Privatisation, floods and destruction in the Balkans

This week  a friend and colleague was telling me that her hometown in Serbia is under water as a result of the flooding and landslides devastating large parts of Serbia, Bosnia Herzegovina and Croatia.

The heaviest rainfall and landslides in living memory are causing destruction on a scale unseen since the terrible Balkan wars of 199o-99.

Forty nine people have died and dozens of towns along the Sava and Danube Rivers have been evacuated. An estimated 2000 landslides have caused damage estimated to be worth $1.4 billion.

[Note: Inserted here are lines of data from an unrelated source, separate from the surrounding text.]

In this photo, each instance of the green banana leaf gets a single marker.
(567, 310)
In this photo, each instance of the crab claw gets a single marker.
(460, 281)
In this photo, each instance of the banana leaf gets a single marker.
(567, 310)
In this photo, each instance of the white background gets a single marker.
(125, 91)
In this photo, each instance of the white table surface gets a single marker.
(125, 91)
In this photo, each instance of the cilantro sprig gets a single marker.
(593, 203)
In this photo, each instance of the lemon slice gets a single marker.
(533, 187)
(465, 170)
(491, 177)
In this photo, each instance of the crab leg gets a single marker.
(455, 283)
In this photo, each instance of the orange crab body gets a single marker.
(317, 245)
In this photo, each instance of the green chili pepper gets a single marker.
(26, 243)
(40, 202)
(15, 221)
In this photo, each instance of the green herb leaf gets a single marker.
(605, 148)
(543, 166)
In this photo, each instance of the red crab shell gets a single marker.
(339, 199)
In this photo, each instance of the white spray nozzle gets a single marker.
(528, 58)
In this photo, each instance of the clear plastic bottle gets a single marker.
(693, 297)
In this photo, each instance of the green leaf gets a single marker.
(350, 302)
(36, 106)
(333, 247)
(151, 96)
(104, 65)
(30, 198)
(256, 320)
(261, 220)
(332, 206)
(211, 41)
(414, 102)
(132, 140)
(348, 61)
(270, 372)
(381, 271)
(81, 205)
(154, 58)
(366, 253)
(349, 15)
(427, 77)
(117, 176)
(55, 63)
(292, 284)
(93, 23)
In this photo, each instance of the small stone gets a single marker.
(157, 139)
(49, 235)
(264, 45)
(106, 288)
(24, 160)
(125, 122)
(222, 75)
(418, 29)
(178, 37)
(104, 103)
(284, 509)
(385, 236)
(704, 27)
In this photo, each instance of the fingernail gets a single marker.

The flooding has also unearthed landmines left over from the Balkan wars.

Photos of the scale of the flooding and the resulting devastation are here and here.

Reports about the flooding are here, here and here

As Streck Hovat writes in the Guardian, this is not just a natural disaster. 

It is in fact and a social and economic disaster, in which the natural disaster is enabled by social, political and economic factors.

Horvat identities the destruction of the social safety net, which means that people have to look after themselves in a time of crises, and the privatization of water infrastructure, with the resultant de-investment in public infrastructure, which intensified the risk of flooding due to failure to construct and maintain drainage, embankments and dams in high risk areas, as major contributing factors.

An important question is whether the disasters have the potential to lead an ethnically divided region to see the value of putting aside cultural, ethnic and political differences. There is hope that the terrible destruction resulting from the floods can lead to regional and civil solidarity unable to be achieved through civic and political means.

This is an issue Rebecca Solnit has written about in her book A Paradise Built in Hell. Solnit argues that disasters don't just destroy, they also create anew.

Solnit argues that disasters expose the failings and inadequacy of the current political order (think how the response to Hurricane Katrina in New Orleans exposed the incompetence and cruelty of the Bush administration).

Solinit shows that disasters can also open possibilities for popular solidarity and new ways for people to act together. She writes:
“In its place appears a reversion to improvised, collaborative, cooperative and local society.... These “disaster communities” represent something akin to the role William James claimed for “the utopian dreams” of social justice: They help to break the general reign of hardness, and are slow leavens of a better order.”
Co-incidentally, I am currently reading Misha Glenny's book the Balkans 1804-2012: Nationalism, War and the Great Powers, which tells the history of the Balkans and dispels many of the myths through which the history of the Balkans is viewed.